A história, embora mantenha alguns elementos do mito de Frankenstein, transita mais uma vez para novas dimensões ao explorar questões morais, éticas diante da busca incessante pelo conhecimento. O filme já começa com o estabelecimento de uma atmosfera evocativa daquilo que imaginamos como opressor e insano. O Dr. Victor Frankenstein, novamente interpretado por Peter Cushing, é apresentado como um cientista obcecado pela criação de vida a partir da morte. No entanto, sua busca é marcada por um profundo desespero e pela desesperança diante das consequências de suas ações. Esta representação do personagem está longe do ideal do cientista heroico. Em vez disso, ele é mostrado como uma figura abjeta, cujas ambições egocêntricas o levam a transgredir aquilo que consideramos como limites éticos e morais. Dessa vez, a figura ficcional é mais monstruosa que qualquer uma de suas criações laboratoriais.

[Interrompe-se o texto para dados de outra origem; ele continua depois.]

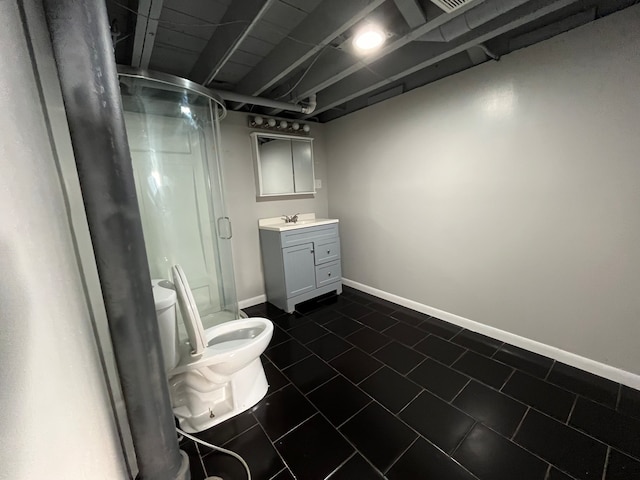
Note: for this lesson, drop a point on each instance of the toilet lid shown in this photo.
(190, 314)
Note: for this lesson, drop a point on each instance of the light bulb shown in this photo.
(369, 38)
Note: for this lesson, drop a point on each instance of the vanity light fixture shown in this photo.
(279, 125)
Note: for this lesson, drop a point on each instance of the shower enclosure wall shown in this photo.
(173, 133)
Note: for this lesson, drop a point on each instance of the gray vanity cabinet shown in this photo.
(300, 264)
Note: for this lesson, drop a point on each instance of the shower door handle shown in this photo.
(220, 219)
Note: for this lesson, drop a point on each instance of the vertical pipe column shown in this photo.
(83, 51)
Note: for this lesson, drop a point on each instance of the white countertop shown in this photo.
(304, 220)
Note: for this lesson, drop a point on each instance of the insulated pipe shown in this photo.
(83, 52)
(471, 19)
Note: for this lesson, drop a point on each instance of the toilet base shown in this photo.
(202, 399)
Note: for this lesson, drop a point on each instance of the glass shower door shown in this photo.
(174, 149)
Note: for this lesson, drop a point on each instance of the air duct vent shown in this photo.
(450, 5)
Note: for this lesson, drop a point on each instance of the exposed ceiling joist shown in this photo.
(411, 12)
(145, 33)
(241, 18)
(327, 74)
(326, 22)
(407, 62)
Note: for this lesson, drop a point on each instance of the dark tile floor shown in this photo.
(361, 388)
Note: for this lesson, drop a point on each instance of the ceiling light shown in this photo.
(369, 38)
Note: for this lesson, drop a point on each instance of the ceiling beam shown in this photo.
(145, 33)
(323, 24)
(227, 38)
(326, 74)
(415, 57)
(412, 12)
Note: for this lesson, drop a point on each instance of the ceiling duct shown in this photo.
(450, 5)
(471, 19)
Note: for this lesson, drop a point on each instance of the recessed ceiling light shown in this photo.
(369, 38)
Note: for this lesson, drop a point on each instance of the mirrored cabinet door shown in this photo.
(284, 164)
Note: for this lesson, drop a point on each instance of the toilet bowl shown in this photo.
(218, 373)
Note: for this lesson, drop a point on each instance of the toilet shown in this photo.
(218, 373)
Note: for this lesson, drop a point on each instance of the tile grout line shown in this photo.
(515, 432)
(573, 407)
(606, 463)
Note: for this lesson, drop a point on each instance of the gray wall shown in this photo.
(55, 415)
(245, 209)
(508, 194)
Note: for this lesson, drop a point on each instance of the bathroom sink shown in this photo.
(307, 220)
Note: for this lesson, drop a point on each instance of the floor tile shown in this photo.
(287, 353)
(307, 332)
(424, 461)
(225, 431)
(629, 401)
(562, 446)
(532, 363)
(284, 475)
(275, 379)
(492, 457)
(355, 310)
(356, 468)
(437, 421)
(339, 399)
(591, 386)
(439, 327)
(492, 408)
(483, 369)
(256, 449)
(555, 474)
(438, 378)
(279, 336)
(405, 334)
(622, 467)
(409, 317)
(325, 315)
(329, 346)
(309, 373)
(477, 342)
(378, 321)
(368, 339)
(314, 449)
(282, 411)
(399, 357)
(343, 326)
(442, 350)
(290, 320)
(541, 395)
(379, 435)
(355, 364)
(616, 429)
(391, 389)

Na trama, ele está diante do anseio de montar com urgência, o seu laboratório. Para isso, conta com a ajuda de um médico, o jovem Dr. Karl Holst, interpretado por Simon Ward, e de sua esposa, a bela Anna Spengler (Veronica Carlson). Ela, por sinal, é a proprietária de uma pensão onde o cientista foi se hospedar. Logo mais, descobrimos que por Karl ser funcionário de um hospício, acabou envolvido em uma jornada ilícita no âmbito do tráfico de drogas ministradas no local. Esse é um prato cheio para as vindouras chantagens de Frankenstein. O objetivo do cientista, desesperado para dar vazão aos seus projetos, é arrumar uma maneira de elucidar o segredo do sucesso no terreno dos transplantes de cérebro. Para isso, ele obtém informações de outro especialista no assunto, surtado depois do relacionamento com a pesquisa e seus desdobramentos. Pronto, é quando o filme insere George Pravda no papel do Dr. Brandt.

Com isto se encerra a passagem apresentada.